Озвученая женщиной мысль оказалась весьма по вкусу Кристоферу Джонсу. Все таки его работа заключалась в том, чтобы монстры как можно чаще чувствовали себя побежденными. И видя обреченность в их глазах при аресте, он испытывал истинное наслаждение. Для таких памятных моментов у него даже была отведена отдельная «коробочка» в сознании, задвинутая на самую дальнюю полку, но, к несчастью, довольно часто используемая. Он открывал ее лишь в двух случаях: когда необходимо было сохранить новое воспоминание и когда нужно было напомнить себе, что ему все еще есть ради чего жить. Забавно, что в этой же коробочке Кристофер Джонс хранил все воспоминания и о самом себе.

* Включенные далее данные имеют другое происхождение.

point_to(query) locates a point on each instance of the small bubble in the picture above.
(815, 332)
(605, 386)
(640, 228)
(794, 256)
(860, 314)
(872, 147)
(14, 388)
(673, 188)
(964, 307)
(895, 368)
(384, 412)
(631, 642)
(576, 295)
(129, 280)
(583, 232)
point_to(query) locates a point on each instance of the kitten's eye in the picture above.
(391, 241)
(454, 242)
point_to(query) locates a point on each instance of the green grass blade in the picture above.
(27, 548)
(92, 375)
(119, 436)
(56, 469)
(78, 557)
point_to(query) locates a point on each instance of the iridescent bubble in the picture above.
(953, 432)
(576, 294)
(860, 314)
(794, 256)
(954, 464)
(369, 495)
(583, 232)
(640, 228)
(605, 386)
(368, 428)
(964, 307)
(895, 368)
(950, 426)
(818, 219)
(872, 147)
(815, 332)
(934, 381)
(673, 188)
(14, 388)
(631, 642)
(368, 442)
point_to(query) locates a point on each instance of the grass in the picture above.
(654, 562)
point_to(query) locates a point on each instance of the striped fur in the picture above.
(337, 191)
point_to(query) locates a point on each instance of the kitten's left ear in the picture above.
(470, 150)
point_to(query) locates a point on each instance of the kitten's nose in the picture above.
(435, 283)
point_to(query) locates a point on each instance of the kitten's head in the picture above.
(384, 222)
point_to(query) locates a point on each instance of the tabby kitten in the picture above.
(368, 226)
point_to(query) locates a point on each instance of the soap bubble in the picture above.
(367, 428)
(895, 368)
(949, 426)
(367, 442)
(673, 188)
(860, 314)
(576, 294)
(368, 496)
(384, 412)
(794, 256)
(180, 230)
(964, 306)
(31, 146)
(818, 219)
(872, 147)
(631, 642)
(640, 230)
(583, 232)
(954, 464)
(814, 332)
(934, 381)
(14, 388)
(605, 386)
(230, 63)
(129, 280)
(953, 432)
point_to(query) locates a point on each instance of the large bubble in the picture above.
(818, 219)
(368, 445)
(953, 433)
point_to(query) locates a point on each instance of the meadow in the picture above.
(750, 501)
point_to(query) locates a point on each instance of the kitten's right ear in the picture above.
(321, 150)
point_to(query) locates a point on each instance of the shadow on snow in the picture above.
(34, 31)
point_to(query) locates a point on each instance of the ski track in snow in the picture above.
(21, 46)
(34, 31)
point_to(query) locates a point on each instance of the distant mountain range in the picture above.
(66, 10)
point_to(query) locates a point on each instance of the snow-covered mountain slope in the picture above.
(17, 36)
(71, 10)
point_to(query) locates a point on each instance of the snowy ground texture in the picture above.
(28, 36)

– Есть что-то общее с предыдущими жертвами? – продолжил расспрашивать судмедэксперта мужчина.
– Никаких прямых сходств между жертвами или способом их убийства я не вижу. Метод и время различаются, как и место обнаружения тела. Во всех случаях отсутствуют какие-либо следы ДНК и биологических материалов на теле. У всех жертв разное телосложение, рост, вес, возраст, единственное, что их объединяет, как вам уже удалось выяснить, это семейное положение и социальный статус.
Кристофер Джонс ненадолго подвис, анализирую полученную информацию и пытаясь сопоставить ее с уже имеющимися фактами. Тем временем Оливия Бренсон задвинула мертвое тело обратно в ящик и направилась к своему рабочему столу в противоположном конце комнаты.
– Насколько сложно нанести такое ранение? Все такие это не самый тривиальный способ убийства, – опомнившись прокричал ей в догонку детектив.
Женщина остановилась и, обернувшись к детективу лицом, произнесла, не секунды не раздумывая, точно на любой его вопрос у нее уже был готов ответ:
– Попасть ножом в сердце, безусловно, сложно и требует определенных базовых знаний человеческой анатомии. Даже если цель статична, нужно точно знать расположение сердца и угол удара, чтобы пройти между ребрами и другими структурами грудной клетки и поразить сердце. В данном случае нельзя на сто процентов назвать удар точным и анатомически грамотным. Убийце потребовалось приложить больше усилий, чем оно того требовало. Осмелюсь предположить, что кто бы это ни был он обладал лишь теоретическими познаниями в этой области.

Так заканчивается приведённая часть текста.